L'ABANDON se veut être la reconstitution la plus fidèle sur les derniers jours de Samuel Paty en se basant sur les procès verbaux, les témoignages et les documents qui ont conduit à la conclusion terrible.
Le film s'ouvre sur les derniers instants avant le drame puis enchaîne sur l'escalade de la rumeur. On ne suit pas juste Samuel Paty mais également les mécanismes de la rumeur, la propagation, la culpabilité, le mensonge. Ainsi que l'inefficacité des administrations (policières, éducatives) a protégé un innocent via un tas de paperasses, d'institutions lent à agir.
Mais je pense que le tour de force de raconter cela vient de la sobriété de la mise en scène, tout est montré de manière presque très douce, la réalisation ne cherche jamais à faire de l'esbroufe mais simplement en montrant les faits, les événements, on ressent une tension palpable.
Antoine Reinartz est vraiment très bon dans le rôle de Samuel Paty, on ressent toute la peur, ce sentiment d'être dépassé par les choses. À souligner que le terroriste n'est jamais clairement identifié, sans être iconisé, il est montré comme une ombre menaçante permanente, jamais vraiment montré à visage découvert.

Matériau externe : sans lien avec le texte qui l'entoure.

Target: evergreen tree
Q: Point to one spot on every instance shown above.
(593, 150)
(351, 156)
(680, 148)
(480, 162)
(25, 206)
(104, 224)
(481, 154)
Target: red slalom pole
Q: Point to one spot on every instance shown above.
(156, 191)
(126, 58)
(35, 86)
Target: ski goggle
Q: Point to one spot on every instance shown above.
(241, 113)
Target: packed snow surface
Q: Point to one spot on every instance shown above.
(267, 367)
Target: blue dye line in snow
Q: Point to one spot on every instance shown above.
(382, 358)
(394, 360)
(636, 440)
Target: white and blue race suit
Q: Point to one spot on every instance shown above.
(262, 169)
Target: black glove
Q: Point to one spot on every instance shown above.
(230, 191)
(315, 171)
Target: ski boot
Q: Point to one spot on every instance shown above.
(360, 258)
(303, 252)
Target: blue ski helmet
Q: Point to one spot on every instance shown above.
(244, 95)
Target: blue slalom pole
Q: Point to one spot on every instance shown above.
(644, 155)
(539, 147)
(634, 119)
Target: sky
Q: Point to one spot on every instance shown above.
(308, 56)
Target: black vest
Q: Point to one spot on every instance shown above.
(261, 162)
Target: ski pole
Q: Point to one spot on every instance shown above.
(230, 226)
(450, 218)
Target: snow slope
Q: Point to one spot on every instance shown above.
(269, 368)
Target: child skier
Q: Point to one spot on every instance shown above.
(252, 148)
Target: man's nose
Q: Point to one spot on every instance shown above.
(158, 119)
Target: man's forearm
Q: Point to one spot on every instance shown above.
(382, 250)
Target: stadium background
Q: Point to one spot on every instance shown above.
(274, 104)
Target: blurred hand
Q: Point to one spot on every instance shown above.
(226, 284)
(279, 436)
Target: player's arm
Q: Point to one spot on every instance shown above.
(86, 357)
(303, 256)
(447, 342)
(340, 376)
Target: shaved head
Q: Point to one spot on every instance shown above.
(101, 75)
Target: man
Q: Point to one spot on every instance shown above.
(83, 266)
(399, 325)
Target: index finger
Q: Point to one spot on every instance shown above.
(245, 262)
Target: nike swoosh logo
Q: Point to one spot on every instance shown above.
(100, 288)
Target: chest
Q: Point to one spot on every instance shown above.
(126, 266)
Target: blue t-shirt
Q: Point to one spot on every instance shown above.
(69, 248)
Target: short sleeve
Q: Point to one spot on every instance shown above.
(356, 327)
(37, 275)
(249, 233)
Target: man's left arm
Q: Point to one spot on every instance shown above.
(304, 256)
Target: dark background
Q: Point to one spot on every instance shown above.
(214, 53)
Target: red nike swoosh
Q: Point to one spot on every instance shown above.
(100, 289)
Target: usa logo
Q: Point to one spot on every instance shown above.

L'attaque en elle-même n'est pas montré (heureusement) mais les conséquences oui et c'est peut-être encore plus terrifiant. À titre personnel, je me sentais très mal, extrêmement bouleversé.
Ce que je pourrais regretter c'est la fin un peu trop longue, un peu trop à chercher à émouvoir, à faire la moral. Mais tout ce qui a précédé était tout simplement intense, terrifiant, triste.
L'ABANDON est un très bon film.
EDIT
Je sais que suite à la sortie du film, il y'aura forcément de la récupération politique de toute part, surtout ne cédons pas à la facilité et à la division.